I had played it that way before.
He couldn’t know, but that was how I had learned the Gymnopedies, all of them.
I couldn’t protest against his commanding tone, so I scooted over on the bench,
and tentatively put my right hand on the keys.
“From the beginning, yes?” He
breathed in expressively, his chest rising, and we fell down into the first
notes together.
At first my fingers hesitated
too much, then pressed down too sharply. The Bosendorfer startled me with the
bright action of its keys, so unlike the practice pianos I was familiar with.
The melody burst forth, too loud by a factor of ten. I started at the sound.
Easy to have a heavy hand on this piano.
Eliot smiled gently over at me,
but continued to play. I quickly collected myself and rejoined him, relaxing my
finger muscles and applying a lighter touch to the melody. He moved from chord
to chord and I moved with him, learning his rhythm as he learned mine.
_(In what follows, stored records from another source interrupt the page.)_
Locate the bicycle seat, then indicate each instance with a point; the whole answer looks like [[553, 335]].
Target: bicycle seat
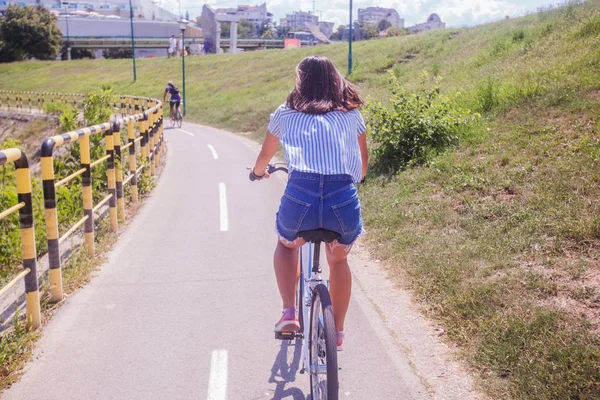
[[319, 235]]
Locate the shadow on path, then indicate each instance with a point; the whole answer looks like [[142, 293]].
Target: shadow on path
[[284, 371]]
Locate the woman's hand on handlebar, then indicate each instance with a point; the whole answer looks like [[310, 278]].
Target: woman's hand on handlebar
[[255, 177]]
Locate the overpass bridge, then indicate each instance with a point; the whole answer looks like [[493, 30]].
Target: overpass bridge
[[84, 42]]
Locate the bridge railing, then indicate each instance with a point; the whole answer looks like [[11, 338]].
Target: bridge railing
[[148, 145], [26, 224]]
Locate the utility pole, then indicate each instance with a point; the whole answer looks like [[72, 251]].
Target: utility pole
[[65, 3], [350, 42], [132, 41], [182, 27]]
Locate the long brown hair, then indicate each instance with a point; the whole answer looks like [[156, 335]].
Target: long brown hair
[[320, 88]]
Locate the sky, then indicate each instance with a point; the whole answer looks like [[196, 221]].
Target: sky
[[456, 13]]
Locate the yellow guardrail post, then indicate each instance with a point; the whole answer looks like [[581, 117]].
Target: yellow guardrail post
[[47, 164], [151, 128], [156, 139], [123, 112], [49, 186], [26, 223], [118, 168], [132, 161], [110, 174], [144, 132], [88, 199]]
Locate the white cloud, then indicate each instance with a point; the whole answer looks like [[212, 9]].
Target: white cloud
[[455, 13]]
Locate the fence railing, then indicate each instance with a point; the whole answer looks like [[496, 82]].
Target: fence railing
[[29, 101], [33, 101], [26, 224], [149, 115]]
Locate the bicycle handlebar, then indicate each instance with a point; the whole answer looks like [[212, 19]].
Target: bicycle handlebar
[[270, 169]]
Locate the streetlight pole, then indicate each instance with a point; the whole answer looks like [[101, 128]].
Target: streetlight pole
[[182, 26], [65, 3], [132, 41], [350, 42]]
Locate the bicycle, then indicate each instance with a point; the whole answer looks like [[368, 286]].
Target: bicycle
[[177, 118], [319, 353]]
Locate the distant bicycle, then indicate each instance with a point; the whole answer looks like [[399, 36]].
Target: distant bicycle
[[319, 352], [177, 118]]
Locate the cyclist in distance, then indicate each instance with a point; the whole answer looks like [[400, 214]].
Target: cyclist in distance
[[325, 143], [175, 98]]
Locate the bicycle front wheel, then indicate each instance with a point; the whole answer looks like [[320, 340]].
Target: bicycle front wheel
[[322, 345], [179, 119]]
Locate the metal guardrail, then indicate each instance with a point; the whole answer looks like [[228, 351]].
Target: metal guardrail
[[148, 113], [34, 100], [25, 209]]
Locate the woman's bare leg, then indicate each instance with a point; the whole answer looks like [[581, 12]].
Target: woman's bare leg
[[340, 279], [287, 271]]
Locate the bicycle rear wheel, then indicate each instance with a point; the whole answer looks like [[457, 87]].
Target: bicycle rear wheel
[[322, 346], [179, 118]]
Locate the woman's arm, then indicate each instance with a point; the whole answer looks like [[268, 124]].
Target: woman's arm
[[364, 153], [270, 146]]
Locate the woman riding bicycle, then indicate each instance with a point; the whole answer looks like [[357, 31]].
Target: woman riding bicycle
[[175, 99], [323, 135]]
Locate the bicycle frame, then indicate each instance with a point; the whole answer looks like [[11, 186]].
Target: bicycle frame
[[309, 279]]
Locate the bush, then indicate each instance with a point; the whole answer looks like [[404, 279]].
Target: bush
[[67, 115], [414, 126], [29, 32], [393, 31], [117, 53], [488, 95]]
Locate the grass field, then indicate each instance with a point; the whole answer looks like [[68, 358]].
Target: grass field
[[499, 237]]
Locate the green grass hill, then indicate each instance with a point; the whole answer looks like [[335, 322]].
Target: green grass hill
[[498, 236]]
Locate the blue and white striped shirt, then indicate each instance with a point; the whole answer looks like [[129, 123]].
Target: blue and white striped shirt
[[320, 143]]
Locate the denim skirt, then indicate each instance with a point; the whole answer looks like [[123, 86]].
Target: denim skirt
[[315, 201]]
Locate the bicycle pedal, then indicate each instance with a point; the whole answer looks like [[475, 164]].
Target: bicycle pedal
[[285, 335]]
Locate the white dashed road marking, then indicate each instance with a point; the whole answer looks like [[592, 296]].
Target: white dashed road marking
[[223, 204], [217, 382]]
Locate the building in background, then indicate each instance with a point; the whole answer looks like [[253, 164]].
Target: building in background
[[142, 9], [257, 14], [372, 16], [433, 23], [101, 34], [298, 19]]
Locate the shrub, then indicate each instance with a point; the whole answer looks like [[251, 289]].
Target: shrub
[[68, 117], [591, 27], [414, 126], [488, 95]]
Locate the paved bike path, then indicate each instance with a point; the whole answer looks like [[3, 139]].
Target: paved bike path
[[185, 305]]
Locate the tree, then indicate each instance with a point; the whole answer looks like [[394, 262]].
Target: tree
[[268, 35], [339, 34], [383, 25], [396, 32], [30, 32], [225, 29], [117, 53], [282, 31], [246, 28], [370, 32]]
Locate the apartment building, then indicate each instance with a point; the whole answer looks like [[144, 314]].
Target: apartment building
[[372, 16]]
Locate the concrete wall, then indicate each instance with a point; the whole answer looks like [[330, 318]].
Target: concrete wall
[[97, 27]]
By the last measure of the first
page we played in tight synchrony, and I lost myself in the song. I wasn’t in
the midnight piano room any longer. I was young, seven years old, and I could
hear my mother humming the melody in my ear as she played the bottom chords,
the extended octaves too much of a reach for my small hands.
I joined him in the last chord
softly, the sound trailing off into the muffled walls of the room.
“Who taught you to play?”
“My mother.”
“Is she a musician?
Professionally, I mean? You have a talent for it.”
“She’s— she was a
musician. She traveled around and played for special events. Weddings,
conferences.” My eyes watered at the thought of her saying goodbye to me before
leaving.
“She is gone now?”
“Yes,” I said. “She died in
Hungary when I was young.” A pang of sorrow shot through my heart as it always
did when I spoke of her, but nothing else.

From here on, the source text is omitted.